Our advisory and discretionary teams integrate environmental and social due diligence as part of existing due diligence processes. The due diligence process is central to our sustainability risk assessment, allowing us to implement our principles, with a consistent integration of ESG considerations in the risk/reward analysis of investment case. This means that the higher the sustainability risk of an investment, the higher the expected performance should be.

Each portfolio manager/investment advisor is given access to an ESG database in order to screen the sensitivity of potential investments for their impact on the environment, on social strengths and weaknesses and on governance standards. In turn, each individual is responsible for adjusting to respect key ESG parameters and to effectively integrate key ESG considerations. The database also helps them to screen the universe in order to abstain from investments for which there is no likely avenue for remediation, redress or improvement in larger and multiple activities and norms, thereby adding another layer on top of the existing BIL exclusion list.

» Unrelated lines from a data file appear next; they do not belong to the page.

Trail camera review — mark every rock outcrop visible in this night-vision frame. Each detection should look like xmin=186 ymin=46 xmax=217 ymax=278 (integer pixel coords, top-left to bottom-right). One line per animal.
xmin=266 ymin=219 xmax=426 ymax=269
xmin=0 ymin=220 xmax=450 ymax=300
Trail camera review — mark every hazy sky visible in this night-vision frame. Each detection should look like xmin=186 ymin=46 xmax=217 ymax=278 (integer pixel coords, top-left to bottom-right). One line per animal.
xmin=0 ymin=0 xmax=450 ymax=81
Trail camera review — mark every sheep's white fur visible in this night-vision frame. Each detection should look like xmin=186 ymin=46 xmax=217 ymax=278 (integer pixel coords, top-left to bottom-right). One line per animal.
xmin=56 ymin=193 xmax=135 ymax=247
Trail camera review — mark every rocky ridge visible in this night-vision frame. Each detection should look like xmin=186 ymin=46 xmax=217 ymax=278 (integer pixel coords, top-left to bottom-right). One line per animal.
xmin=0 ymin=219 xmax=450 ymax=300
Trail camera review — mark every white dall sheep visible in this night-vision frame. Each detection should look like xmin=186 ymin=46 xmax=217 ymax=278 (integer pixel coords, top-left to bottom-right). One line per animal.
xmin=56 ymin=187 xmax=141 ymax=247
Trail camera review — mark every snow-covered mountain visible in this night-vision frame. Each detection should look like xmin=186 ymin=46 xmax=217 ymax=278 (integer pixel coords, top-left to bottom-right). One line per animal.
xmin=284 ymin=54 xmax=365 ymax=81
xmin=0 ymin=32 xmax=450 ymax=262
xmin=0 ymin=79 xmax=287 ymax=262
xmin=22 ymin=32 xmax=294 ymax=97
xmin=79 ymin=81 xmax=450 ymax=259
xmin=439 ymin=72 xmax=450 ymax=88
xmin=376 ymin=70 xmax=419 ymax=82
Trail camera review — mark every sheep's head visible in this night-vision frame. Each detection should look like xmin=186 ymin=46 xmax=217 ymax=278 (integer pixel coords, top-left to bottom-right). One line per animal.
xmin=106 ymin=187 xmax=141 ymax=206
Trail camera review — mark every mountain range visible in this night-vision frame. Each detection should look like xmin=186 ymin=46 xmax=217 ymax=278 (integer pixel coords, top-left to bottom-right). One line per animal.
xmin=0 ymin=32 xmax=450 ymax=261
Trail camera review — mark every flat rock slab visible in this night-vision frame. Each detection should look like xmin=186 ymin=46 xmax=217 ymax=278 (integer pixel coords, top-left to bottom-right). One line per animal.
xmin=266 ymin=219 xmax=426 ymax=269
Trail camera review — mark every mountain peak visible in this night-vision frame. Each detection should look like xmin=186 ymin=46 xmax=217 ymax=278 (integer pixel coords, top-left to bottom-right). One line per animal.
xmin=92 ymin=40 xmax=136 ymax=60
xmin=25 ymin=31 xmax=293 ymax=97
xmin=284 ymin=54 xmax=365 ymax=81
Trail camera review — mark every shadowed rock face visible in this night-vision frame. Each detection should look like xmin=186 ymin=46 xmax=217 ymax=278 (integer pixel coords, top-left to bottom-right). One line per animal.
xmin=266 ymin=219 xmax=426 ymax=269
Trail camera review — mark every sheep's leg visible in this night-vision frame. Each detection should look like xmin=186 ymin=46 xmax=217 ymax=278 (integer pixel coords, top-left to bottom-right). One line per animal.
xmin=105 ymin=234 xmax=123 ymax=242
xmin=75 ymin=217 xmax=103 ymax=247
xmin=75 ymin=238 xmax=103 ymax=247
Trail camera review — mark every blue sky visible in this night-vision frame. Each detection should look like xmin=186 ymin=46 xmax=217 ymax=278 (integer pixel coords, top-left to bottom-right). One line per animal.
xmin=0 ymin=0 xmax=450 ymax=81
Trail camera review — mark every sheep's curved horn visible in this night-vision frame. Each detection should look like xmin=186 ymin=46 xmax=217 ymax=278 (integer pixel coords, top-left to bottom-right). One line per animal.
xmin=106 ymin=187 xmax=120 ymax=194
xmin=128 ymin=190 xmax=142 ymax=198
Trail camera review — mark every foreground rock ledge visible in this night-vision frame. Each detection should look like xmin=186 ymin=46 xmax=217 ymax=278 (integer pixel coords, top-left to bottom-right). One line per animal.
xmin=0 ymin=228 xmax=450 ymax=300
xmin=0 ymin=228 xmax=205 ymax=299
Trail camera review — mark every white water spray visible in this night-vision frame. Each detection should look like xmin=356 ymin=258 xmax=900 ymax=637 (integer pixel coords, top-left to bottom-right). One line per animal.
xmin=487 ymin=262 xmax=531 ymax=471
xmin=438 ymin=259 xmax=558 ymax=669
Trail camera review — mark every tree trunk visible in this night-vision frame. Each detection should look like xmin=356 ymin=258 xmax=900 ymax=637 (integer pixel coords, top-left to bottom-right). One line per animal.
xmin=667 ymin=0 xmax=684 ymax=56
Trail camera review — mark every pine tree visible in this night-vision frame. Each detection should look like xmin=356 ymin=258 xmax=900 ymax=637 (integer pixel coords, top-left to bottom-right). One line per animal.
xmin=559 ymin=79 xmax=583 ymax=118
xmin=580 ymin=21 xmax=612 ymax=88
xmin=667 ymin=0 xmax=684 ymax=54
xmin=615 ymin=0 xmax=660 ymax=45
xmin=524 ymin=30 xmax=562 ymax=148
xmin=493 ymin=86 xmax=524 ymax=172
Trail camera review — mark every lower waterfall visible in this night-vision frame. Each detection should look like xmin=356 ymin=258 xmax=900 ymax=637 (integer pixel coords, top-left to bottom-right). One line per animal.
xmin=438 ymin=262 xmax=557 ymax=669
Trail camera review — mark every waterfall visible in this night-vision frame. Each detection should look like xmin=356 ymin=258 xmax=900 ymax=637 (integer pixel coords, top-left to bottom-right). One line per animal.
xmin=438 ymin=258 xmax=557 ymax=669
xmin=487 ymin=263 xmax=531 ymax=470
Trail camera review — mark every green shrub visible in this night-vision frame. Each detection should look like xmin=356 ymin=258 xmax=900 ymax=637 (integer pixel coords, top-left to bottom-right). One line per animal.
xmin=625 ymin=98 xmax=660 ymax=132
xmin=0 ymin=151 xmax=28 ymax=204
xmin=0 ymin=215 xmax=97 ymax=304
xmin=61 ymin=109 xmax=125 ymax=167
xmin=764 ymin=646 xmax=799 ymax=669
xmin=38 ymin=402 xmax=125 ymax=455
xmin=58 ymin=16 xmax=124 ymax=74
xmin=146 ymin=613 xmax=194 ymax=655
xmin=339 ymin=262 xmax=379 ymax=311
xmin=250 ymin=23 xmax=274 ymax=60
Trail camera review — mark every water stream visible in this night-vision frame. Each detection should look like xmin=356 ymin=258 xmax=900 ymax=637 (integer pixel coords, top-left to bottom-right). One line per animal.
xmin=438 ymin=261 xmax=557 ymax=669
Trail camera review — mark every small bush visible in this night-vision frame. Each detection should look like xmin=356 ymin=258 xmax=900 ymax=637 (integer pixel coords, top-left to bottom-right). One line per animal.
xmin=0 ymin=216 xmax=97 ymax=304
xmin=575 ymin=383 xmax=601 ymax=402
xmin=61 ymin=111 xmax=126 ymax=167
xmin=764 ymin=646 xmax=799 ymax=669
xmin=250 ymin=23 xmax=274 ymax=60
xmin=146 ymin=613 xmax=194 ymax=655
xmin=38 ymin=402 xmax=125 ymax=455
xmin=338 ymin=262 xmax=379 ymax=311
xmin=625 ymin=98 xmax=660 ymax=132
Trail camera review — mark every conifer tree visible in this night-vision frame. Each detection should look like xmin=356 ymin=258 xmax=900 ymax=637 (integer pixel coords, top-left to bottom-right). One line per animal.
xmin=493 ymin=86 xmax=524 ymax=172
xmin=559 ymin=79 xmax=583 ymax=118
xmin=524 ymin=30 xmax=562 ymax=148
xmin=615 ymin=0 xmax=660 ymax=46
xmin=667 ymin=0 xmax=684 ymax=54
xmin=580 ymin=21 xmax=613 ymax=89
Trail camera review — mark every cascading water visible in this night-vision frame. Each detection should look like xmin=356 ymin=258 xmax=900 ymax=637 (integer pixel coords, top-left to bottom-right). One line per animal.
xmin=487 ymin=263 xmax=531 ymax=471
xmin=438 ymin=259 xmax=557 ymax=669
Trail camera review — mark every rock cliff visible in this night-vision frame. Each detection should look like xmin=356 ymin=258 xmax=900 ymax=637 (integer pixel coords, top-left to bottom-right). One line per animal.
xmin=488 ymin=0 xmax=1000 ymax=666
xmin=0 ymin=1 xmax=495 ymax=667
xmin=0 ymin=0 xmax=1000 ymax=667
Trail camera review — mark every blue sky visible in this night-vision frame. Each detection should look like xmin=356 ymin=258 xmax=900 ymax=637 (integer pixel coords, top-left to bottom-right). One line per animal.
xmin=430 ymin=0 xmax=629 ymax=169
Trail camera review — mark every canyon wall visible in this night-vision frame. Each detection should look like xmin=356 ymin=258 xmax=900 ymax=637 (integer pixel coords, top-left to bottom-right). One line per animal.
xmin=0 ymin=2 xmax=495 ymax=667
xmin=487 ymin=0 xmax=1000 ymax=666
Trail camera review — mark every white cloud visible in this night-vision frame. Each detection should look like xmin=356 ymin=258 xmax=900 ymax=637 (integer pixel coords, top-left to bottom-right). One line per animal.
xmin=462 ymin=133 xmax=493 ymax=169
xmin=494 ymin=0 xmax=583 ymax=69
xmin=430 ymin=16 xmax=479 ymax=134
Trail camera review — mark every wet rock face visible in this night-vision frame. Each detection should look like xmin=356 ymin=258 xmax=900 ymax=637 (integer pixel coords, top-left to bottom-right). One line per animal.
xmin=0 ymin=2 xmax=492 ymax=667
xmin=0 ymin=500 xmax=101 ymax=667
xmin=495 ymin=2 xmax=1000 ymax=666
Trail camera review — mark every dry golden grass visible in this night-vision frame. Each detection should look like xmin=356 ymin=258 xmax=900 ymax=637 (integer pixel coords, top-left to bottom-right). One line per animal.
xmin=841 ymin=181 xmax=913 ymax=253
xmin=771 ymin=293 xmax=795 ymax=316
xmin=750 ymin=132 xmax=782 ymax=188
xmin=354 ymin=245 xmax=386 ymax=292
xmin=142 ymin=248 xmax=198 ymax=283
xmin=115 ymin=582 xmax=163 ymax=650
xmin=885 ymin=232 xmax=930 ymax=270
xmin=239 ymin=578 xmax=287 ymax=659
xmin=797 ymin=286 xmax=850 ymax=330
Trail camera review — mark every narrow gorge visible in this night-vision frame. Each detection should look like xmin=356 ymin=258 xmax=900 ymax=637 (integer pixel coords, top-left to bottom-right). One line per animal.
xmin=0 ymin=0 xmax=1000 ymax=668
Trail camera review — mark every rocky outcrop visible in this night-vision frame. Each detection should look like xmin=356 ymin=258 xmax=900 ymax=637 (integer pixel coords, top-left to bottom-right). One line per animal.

The identification of principal adverse sustainability impacts is embedded in the ESG scoring methodology.

For all funds and mandates with an ESG approach (Article 9 or Article 8 of SFDR), BIL defines ESG characteristics which must be followed.

Description of actions taken to address principal adverse sustainability impacts

Risks related to sustainability factors cannot be treated in isolation to other risks as they can have a financial impact. The integration of ESG risks and mitigation actions into investment products and services has been implemented, via the integration of our sustainable investment policy into our policies and processes.

The prioritization of principal adverse impacts indicators is at the cornerstone of the materiality framework embedded in the ESG scoring methodology.

Actions taken to address principal adverse sustainability impacts are specific to each and every investment product and service BIL delivers to clients.

While we also frequently reach out to ESG experts for advice on issues that concern us, we ensure that, globally, our relationship and investment professionals are trained regarding our sustainability investment framework and their own responsibilities, to ensure consistent implementation, so that policies, procedures and standards are appropriately implemented.

Additionally, to strengthen our approach, we have set up an Sustainability Community of experts to provide permanent points of contact. Their responsibilities include raising awareness, organizing trainings, facilitating sustainability assessments and maintaining contact with all concerned stakeholders.

Engagement policies

We are aware that some of the goals we have set ourselves are necessarily aspirational.

As of today, BIL does not engage with investee companies on sustainability-related matters.

Adherence to international standards

Corporate social responsibility is at the core of BIL’s identity. BIL is currently adhering to a number of responsible business conduct codes and standards, for instance; the International Capital Market Association Charter, the workplace and sexual harassment charter, the Inspiring More Sustainability Luxembourg and its diversity charter. Our sustainability roadmap includes the ambition to diagnostic and adhere to a selected number of international collaborative statements, dialogues and networks that focus on advancing the practice of responsible investment and sustainable development.